Architecture Decisions & Rationale

Metadata-Driven Validation: Tools declare isReadOnly and dangerLevel explicitly. This decouples policy from implementation and enables deterministic evaluation without LLM involvement.
Fail-Closed Defaults: The dispatcher throws on unregistered tools or missing metadata. This prevents silent fallbacks that could bypass safety checks.
Mode Scoping: PermissionContext is instantiated per execution session. This eliminates cross-session state leakage and supports concurrent agent runs with different safety profiles.
Separation of Concerns: Danger scanning, mode evaluation, and tool invocation are isolated. This simplifies testing, enables hot-swapping of classifiers, and prevents permission logic from polluting business logic.
Deterministic Over Probabilistic: The system never asks the model to judge its own safety. Static patterns, allowlists, and explicit mode rules replace LLM classifiers for critical boundaries.

Pitfall Guide

1. Prompt-as-Policy Fallacy

Explanation: Treating system instructions as binding constraints. LLMs process prompts as contextual weights, not executable code. Direct overrides, context drift, and multi-turn dilution systematically break advisory guardrails. Fix: Treat prompts as UX guidance only. Implement hard enforcement at the tool dispatch layer. Validate all side-effect operations deterministically before execution.

2. Context Window Dilution

Explanation: Long conversations bury system directives in token noise. Adherence to advisory rules drops significantly after 10k–15k tokens of back-and-forth. The model effectively "forgets" restrictions. Fix: Implement periodic state re-injection or external policy checks. Use short-lived execution contexts for sensitive operations. Never rely on prompt persistence for security boundaries.

3. Missing Tool Metadata

Explanation: Tools lack explicit safety declarations (isReadOnly, dangerLevel). The dispatcher cannot evaluate permissions without structured data, forcing fallback to prompt-based assumptions. Fix: Enforce schema validation on all tool definitions. Require metadata registration before tools can be added to the registry. Reject tools that omit safety profiles.

4. Over-Reliance on LLM Classifiers

Explanation: Using the model to judge whether its own tool calls are safe. This creates circular reasoning and introduces probabilistic failure modes into deterministic workflows. Fix: Use static analysis, regex pattern matching, or external policy engines for danger detection. Reserve LLMs for intent parsing, not safety validation.

5. State Leakage Across Sessions

Explanation: Permission modes persist as global singletons. When agents run concurrently or reuse contexts, modes bleed across executions, causing unexpected allow/deny behavior. Fix: Scope permission state to execution contexts. Instantiate fresh PermissionContext objects per session. Implement explicit mode reset on session termination.

6. False Sense of "Auto" Safety

Explanation: Assuming auto-approval modes are inherently safe because they use classifiers. Without fail-closed defaults and explicit allowlists, auto modes can approve dangerous operations under ambiguous conditions. Fix: Implement fail-closed defaults. Require explicit allowlist registration for auto-approved tools. Log all auto-approvals for audit trails.

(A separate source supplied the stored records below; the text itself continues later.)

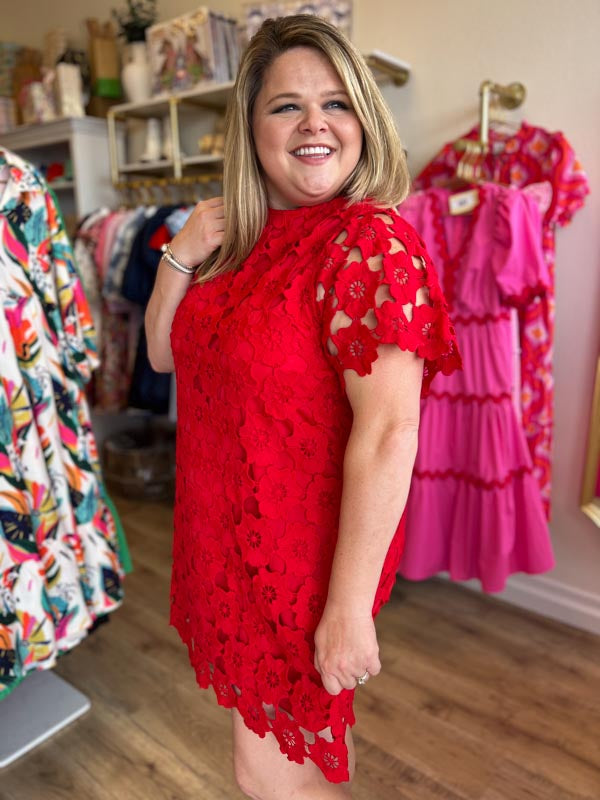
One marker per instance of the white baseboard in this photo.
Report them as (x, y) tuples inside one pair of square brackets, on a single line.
[(551, 598)]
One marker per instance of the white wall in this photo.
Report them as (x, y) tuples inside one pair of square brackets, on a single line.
[(550, 46)]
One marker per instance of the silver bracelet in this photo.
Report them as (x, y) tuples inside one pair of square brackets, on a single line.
[(174, 265), (173, 262)]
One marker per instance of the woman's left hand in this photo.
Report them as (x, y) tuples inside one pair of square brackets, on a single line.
[(345, 648)]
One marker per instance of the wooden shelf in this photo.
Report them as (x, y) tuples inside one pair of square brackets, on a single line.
[(61, 185), (211, 95), (189, 161), (147, 166)]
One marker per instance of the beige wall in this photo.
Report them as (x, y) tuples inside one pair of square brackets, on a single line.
[(551, 46)]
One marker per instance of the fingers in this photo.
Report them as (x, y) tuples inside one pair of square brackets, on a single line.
[(374, 667)]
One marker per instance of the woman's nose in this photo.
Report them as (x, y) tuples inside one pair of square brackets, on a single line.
[(313, 120)]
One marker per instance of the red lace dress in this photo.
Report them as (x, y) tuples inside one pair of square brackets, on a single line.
[(263, 421)]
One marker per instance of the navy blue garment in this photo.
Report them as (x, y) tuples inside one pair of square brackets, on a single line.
[(149, 389)]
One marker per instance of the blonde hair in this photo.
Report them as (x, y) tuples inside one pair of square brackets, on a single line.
[(380, 175)]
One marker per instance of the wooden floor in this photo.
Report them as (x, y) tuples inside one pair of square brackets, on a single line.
[(476, 701)]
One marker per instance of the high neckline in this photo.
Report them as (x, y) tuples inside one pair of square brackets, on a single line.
[(280, 215)]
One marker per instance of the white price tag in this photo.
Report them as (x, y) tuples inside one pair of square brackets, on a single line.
[(463, 202)]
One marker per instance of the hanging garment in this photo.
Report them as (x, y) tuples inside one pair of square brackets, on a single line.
[(475, 508), (532, 155), (263, 422), (62, 554), (150, 390)]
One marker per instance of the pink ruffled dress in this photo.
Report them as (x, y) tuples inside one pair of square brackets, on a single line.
[(475, 509)]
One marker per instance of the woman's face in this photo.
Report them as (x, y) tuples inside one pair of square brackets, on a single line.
[(308, 138)]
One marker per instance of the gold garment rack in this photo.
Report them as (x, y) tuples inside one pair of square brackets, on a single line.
[(510, 97), (145, 188)]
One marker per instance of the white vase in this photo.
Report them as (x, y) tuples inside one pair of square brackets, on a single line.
[(135, 75)]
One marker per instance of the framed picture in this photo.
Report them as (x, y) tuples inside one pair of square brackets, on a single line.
[(590, 494), (182, 52)]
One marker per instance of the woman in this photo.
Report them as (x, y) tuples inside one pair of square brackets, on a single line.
[(297, 410)]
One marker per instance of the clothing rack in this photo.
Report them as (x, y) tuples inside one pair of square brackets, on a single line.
[(164, 190), (508, 96)]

7. Neglecting Fallback States

Explanation: When permission evaluation fails or throws, the system defaults to execution. This turns safety checks into optional gates rather than hard boundaries. Fix: Design dispatchers to fail-closed. Any evaluation error, missing metadata, or unhandled mode must result in denial. Log the failure for investigation.

Production Bundle

Action Checklist

Define explicit tool metadata schema: Require isReadOnly, dangerLevel, and requiresApproval for all registered tools.
Implement mode-aware dispatcher: Route all tool calls through a single entry point that evaluates permissions before execution.
Scope permission state per session: Avoid global singletons. Instantiate fresh context objects for each execution run.
Add static danger scanning: Use regex patterns or external policy engines to flag dangerous shell commands, wildcards, and interpreters.
Enforce fail-closed defaults: Ensure unhandled modes, missing metadata, or evaluation errors result in denial, not execution.
Instrument audit logging: Record every permission decision, tool invocation, and denial with timestamp, mode, and tool metadata.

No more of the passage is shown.